‘We're going overseas,’ announced Ada Scott, my mother’s friend. ‘After that, we might pop over to some of the clean countries.’
By ‘overseas’, Ada meant what we all meant: England. My grandparents called it ‘going home’ and, in the Melbourne of that epoch, it was an inevitable destination, to which we swam like spawning salmon.
The ‘clean countries’ were nowhere near the Mediterranean, of course, and were probably places like Denmark, Holland and Switzerland. Dorothy Wilmot, my mother’s dressmaker, said that she had found Sweden ‘spotless’, and the Swedes – just like the Wilmots – ‘very particular’.
Before I boarded an Italian ship in Melbourne bound for the Old Country, in 1959, I had a romantic view of my destination. In my early years, my picture of England was inspired by all those books from Odhams Press with titles like Lovely Britain and Wonderful Britain.
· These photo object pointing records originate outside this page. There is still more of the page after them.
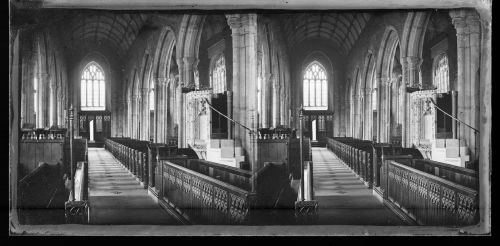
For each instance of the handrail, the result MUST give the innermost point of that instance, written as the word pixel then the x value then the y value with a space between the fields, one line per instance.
pixel 227 117
pixel 432 101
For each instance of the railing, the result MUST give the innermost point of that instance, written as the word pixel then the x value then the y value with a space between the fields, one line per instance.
pixel 428 199
pixel 230 175
pixel 458 175
pixel 203 199
pixel 133 154
pixel 476 131
pixel 308 183
pixel 252 132
pixel 77 207
pixel 228 185
pixel 357 154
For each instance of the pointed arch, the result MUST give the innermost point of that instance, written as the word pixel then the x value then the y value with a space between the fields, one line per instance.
pixel 315 87
pixel 92 88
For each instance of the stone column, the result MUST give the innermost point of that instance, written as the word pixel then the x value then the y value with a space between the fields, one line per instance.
pixel 368 114
pixel 133 126
pixel 411 72
pixel 52 106
pixel 244 37
pixel 266 103
pixel 354 110
pixel 468 29
pixel 43 81
pixel 122 120
pixel 411 78
pixel 347 115
pixel 276 101
pixel 128 117
pixel 144 114
pixel 161 106
pixel 386 115
pixel 180 116
pixel 485 127
pixel 474 25
pixel 229 114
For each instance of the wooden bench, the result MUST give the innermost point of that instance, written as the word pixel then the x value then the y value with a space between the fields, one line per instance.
pixel 41 195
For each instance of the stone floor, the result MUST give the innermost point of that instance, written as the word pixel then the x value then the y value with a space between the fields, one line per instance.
pixel 117 198
pixel 344 199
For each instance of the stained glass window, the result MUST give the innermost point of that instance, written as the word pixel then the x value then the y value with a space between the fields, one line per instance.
pixel 152 97
pixel 315 88
pixel 92 93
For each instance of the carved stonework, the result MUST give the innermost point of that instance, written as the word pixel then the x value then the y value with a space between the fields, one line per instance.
pixel 419 107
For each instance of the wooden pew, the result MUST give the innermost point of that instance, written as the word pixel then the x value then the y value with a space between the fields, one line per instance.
pixel 427 198
pixel 41 195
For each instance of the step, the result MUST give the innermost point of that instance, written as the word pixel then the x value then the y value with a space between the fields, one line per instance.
pixel 454 151
pixel 233 162
pixel 442 143
pixel 458 161
pixel 226 152
pixel 214 143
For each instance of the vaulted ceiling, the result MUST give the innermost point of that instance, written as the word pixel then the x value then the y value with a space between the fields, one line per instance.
pixel 342 28
pixel 117 30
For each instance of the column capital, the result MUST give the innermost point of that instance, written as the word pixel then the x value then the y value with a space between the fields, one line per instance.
pixel 234 21
pixel 239 21
pixel 458 18
pixel 473 23
pixel 161 81
pixel 188 61
pixel 43 75
pixel 413 61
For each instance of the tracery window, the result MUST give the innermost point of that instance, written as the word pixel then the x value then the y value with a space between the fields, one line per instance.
pixel 374 93
pixel 441 74
pixel 315 87
pixel 35 97
pixel 92 88
pixel 152 97
pixel 218 75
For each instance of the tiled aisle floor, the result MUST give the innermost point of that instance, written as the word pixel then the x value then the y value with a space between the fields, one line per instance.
pixel 117 198
pixel 343 198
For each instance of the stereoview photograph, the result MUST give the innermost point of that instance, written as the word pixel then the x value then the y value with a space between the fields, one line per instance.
pixel 250 118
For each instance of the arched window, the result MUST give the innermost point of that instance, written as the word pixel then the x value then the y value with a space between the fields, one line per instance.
pixel 92 88
pixel 441 76
pixel 315 87
pixel 218 75
pixel 374 92
pixel 152 97
pixel 35 98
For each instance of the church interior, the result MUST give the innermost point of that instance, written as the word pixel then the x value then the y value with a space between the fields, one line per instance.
pixel 331 117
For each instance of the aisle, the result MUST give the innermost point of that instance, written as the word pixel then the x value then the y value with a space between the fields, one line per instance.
pixel 117 198
pixel 343 198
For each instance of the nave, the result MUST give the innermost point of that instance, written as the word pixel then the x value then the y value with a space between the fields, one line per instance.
pixel 153 116
pixel 117 197
pixel 343 198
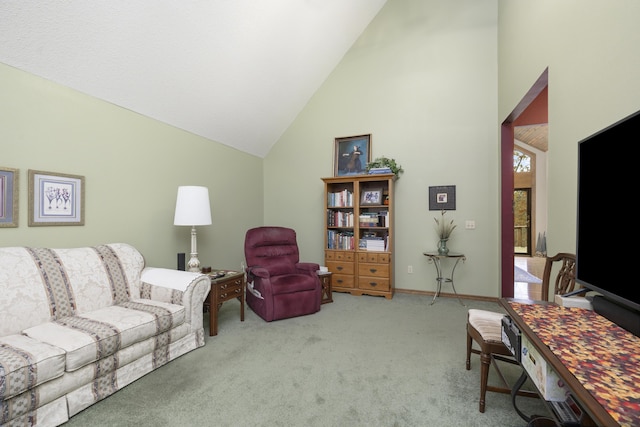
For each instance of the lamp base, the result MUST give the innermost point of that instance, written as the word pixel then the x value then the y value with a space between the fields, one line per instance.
pixel 194 262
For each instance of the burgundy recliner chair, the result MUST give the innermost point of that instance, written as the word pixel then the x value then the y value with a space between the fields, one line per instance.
pixel 279 286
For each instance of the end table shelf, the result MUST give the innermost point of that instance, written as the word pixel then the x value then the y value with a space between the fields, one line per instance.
pixel 223 289
pixel 437 258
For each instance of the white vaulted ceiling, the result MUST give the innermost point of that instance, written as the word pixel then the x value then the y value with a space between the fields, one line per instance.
pixel 233 71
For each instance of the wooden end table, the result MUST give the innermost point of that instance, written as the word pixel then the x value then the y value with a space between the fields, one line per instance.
pixel 325 280
pixel 224 288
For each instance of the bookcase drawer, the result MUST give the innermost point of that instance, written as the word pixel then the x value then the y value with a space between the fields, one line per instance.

There was a whole shelfful of these illustrated volumes published during the Second World War to encourage patriotism, especially in the far reaches of the Empire where we lived.
We were totally deprived of the thing that England had in such abundance and which Hitler threatened: quaintness. The only thatched cottage we could cherish was our magnificent Staffordshire thatched-cottage teapot, and matching cup and saucer, which, after becoming slightly chipped, ended up in the gardener’s shed.
We could remotely assert our allegiance to Albion with a Winston Churchill calendar behind the kitchen door, and an Edward VIII souvenir Coronation mug – brought back on the boat by my grandparents who were due to attend that ill-starred event – but we were quaintness-starved.